The increased estimate is an indication that the government expects more money to be poured into opportunity zones from 2018 to 2022, Michael Novogradac, managing partner at Novogradac & Co., told Bloomberg Tax. Based on the reduced capital gains tax rates, this translates to “well over” $40 billion invested, he said.
“It is exciting to see the revised score, as it signals that investor interest in opportunity zones is greater than initially projected, which means even more equity capital investment in distressed areas,” he said.
The tax incentive aims to drive investment dollars into low-income areas to spur economic development in the form of jobs and business opportunities.

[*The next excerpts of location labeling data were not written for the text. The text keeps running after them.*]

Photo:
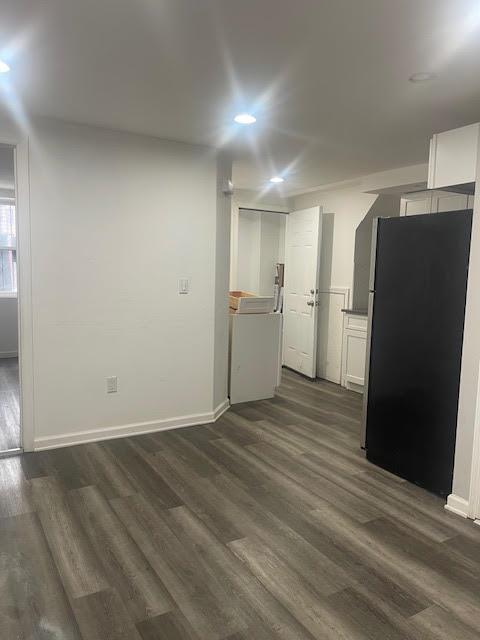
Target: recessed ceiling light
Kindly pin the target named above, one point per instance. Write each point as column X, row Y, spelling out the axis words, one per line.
column 422, row 76
column 245, row 118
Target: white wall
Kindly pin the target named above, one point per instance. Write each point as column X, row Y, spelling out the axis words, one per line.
column 469, row 399
column 343, row 210
column 8, row 327
column 260, row 244
column 116, row 220
column 344, row 207
column 248, row 252
column 222, row 277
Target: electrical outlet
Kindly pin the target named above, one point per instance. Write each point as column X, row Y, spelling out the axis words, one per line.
column 112, row 384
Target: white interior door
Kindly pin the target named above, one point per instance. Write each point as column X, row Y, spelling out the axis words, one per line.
column 302, row 259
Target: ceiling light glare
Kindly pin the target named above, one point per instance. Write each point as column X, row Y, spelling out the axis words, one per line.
column 245, row 118
column 422, row 76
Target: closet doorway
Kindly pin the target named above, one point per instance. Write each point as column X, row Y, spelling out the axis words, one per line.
column 10, row 432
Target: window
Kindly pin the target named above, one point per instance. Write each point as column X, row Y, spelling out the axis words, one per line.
column 8, row 248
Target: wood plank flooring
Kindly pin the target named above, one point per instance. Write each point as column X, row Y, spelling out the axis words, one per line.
column 268, row 524
column 9, row 404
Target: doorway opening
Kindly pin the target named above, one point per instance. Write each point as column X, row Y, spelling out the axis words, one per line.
column 10, row 423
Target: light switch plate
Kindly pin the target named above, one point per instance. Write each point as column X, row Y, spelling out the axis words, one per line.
column 112, row 384
column 183, row 286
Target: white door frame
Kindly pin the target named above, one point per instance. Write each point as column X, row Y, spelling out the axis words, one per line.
column 474, row 497
column 20, row 144
column 314, row 291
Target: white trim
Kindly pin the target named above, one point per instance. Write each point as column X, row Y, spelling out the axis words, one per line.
column 126, row 430
column 8, row 354
column 474, row 495
column 457, row 505
column 345, row 292
column 220, row 410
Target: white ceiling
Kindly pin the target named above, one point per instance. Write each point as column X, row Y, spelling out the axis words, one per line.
column 327, row 79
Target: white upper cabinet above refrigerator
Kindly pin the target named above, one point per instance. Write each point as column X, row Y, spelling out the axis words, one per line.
column 453, row 157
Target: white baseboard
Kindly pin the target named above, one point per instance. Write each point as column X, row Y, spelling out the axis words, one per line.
column 457, row 505
column 126, row 430
column 8, row 354
column 220, row 410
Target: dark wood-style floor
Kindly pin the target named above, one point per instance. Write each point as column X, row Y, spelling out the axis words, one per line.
column 268, row 524
column 9, row 404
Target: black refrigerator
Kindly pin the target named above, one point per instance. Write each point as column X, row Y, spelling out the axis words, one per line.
column 418, row 287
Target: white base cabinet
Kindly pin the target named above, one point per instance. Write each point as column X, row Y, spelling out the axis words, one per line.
column 354, row 351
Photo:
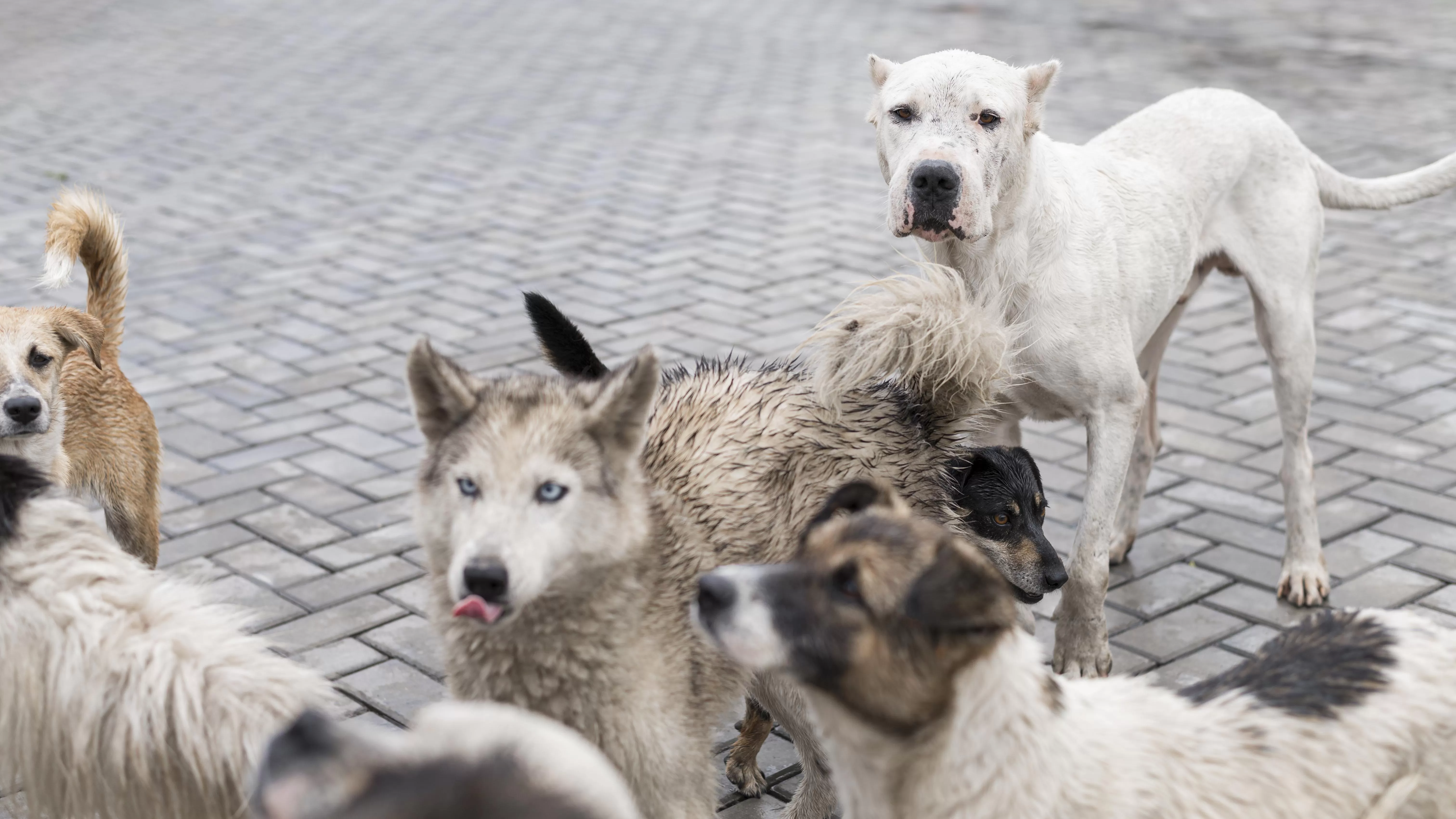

In order for a region to qualify for the tax break under the proposed rules, it must meet fulfill certain criteria around income and job availability.
The OMB has held several meetings with industry groups—Federal Advocates Inc., Ernst & Young LLP, and law firm Skadden, Arps, Slate, Meagher & Flom—according to the OMB website. One meeting included discussion of allowing areas with zero population to qualify for the tax break. Doing so would enable municipalities to invest in transforming remote areas with no residents into job-generating areas—like transportation hubs or warehouse locations.
But lack of clarity about how to deploy opportunity funds capital into opportunity zones is stunting the program, fund managers have said. Early information is important to them because the value of the program declines over time since the incentive is based on how long investments are held in designated opportunity zones.
Money invested must be deployed through a qualified opportunity fund (QOF), which can enjoy tax benefits in three ways:
Fund managers are facing a “running clock” to gain the most benefit, Scuyler Kurlbaum, founder of Kansas City-based tax planning firm Kurlbaum Rinne Law Firm, LLC, told Bloomberg Tax.
“We’re already moving against these deadlines since we’re so close to the end of 2018, and in order to benefit from the seven year deferral an investment needs to be made in 2019,” he said.